Ghorayeb S.R.,Hofstra University | Ghorayeb S.R.,Orthopaedics Research Laboratory FIMR | Rooney D.M.,Hofstra University
Annals of Biomedical Engineering | Year: 2013

Several imaging modalities have traditionally been utilized to assess bone health. However, none of these standards is capable of providing a clear rendition or display of the damaged bone layers caused, for instance, by osteoporosis.
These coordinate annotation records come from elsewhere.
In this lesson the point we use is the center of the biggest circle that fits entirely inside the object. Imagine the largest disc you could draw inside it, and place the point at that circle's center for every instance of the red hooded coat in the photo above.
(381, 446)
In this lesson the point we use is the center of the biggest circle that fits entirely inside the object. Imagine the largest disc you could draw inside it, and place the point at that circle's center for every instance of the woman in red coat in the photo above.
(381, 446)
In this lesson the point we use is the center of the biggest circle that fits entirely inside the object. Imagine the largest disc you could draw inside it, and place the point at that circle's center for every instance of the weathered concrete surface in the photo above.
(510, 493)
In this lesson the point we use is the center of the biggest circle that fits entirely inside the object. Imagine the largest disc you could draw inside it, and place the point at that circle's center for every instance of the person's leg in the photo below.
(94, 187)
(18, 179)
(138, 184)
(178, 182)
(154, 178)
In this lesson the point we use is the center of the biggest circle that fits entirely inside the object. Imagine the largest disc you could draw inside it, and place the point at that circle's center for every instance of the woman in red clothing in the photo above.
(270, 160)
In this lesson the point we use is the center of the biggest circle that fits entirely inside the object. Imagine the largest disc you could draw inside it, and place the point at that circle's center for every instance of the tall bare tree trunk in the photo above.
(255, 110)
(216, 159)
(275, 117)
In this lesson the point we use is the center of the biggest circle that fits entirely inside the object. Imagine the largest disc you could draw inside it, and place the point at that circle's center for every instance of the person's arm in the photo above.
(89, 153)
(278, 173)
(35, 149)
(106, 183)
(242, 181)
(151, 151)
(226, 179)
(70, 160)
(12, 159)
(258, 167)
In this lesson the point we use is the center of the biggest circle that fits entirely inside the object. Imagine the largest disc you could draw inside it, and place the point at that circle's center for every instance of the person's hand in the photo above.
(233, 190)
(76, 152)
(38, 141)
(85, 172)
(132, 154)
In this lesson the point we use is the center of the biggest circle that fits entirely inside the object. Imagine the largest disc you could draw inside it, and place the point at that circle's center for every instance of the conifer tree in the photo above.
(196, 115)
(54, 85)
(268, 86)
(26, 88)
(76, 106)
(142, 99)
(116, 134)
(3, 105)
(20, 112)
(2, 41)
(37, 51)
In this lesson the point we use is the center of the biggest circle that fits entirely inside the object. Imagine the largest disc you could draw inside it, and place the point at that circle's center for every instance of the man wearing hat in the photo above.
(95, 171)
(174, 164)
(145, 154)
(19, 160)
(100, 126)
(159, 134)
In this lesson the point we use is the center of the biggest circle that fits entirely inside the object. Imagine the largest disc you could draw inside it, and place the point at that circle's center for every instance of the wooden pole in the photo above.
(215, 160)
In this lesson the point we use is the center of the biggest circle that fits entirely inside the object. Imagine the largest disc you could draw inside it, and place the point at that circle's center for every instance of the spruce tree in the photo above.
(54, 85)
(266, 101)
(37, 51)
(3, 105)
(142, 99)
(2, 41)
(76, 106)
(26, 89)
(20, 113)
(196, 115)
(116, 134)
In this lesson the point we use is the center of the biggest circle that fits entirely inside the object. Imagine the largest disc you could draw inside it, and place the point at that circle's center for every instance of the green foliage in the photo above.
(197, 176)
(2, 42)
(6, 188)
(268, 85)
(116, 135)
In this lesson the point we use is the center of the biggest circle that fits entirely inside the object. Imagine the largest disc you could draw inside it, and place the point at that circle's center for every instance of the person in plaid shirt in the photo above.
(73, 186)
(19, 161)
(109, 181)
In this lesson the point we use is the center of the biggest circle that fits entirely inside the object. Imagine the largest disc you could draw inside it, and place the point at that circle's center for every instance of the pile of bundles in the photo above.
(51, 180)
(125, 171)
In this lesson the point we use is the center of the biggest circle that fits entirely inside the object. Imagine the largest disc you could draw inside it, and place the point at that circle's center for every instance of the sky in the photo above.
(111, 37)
This study examines the use of ultrasound for non-invasive monitoring of bone quality in bone samples with various degrees of porosity. A user-defined region of interest (ROI) in the iliac portion of extracted human cadaver coxal bones is monitored and quantified. Raster C-scan images of the ROI were acquired and compared to basic physical measurements, and to bone scans using dual energy X-ray absorptiometry (DXA). A quantitative measure of the superficial sub-surface composite matrix (ScM) content was analyzed using linear regression with all physical and DXA measures. The trend in the degree of percent bone loss (PBL) measured by ultrasound (US) was found to be closely paralleled with that measured by DXA (R 2 = 0.82, p <.0005). Also, the trend in which PBL (US) correlated with bone mineral density (BMD) (R 2 = 0.62, p <.01) was found to exhibit a similar behavior when the latter was compared to dry mass density (DmD) of the bone samples (R 2 = 0.63, p <.01). However, when PBL (DXA) was compared to DmD, it did reveal a better linearity (R 2 = 0.69, p <.005) than the one obtained when PBL (US) was compared with the same DmD (R 2 = 0.45, p <.05). A similar outcome was observed when PBL (US) was compared with percent porosity (R 2 = 0.51, p <.05), as opposed to the better linearity exhibited between PBL (DXA) and porosity (R 2 = 0.86, p <.0005). Despite these slight variations, further analyses on the statistical significance between these correlations suggest that ultrasound can be an effective imaging technique in assessing the degree of bone damage, and can be used to assess the structural integrity of bones. © 2013 Biomedical Engineering Society.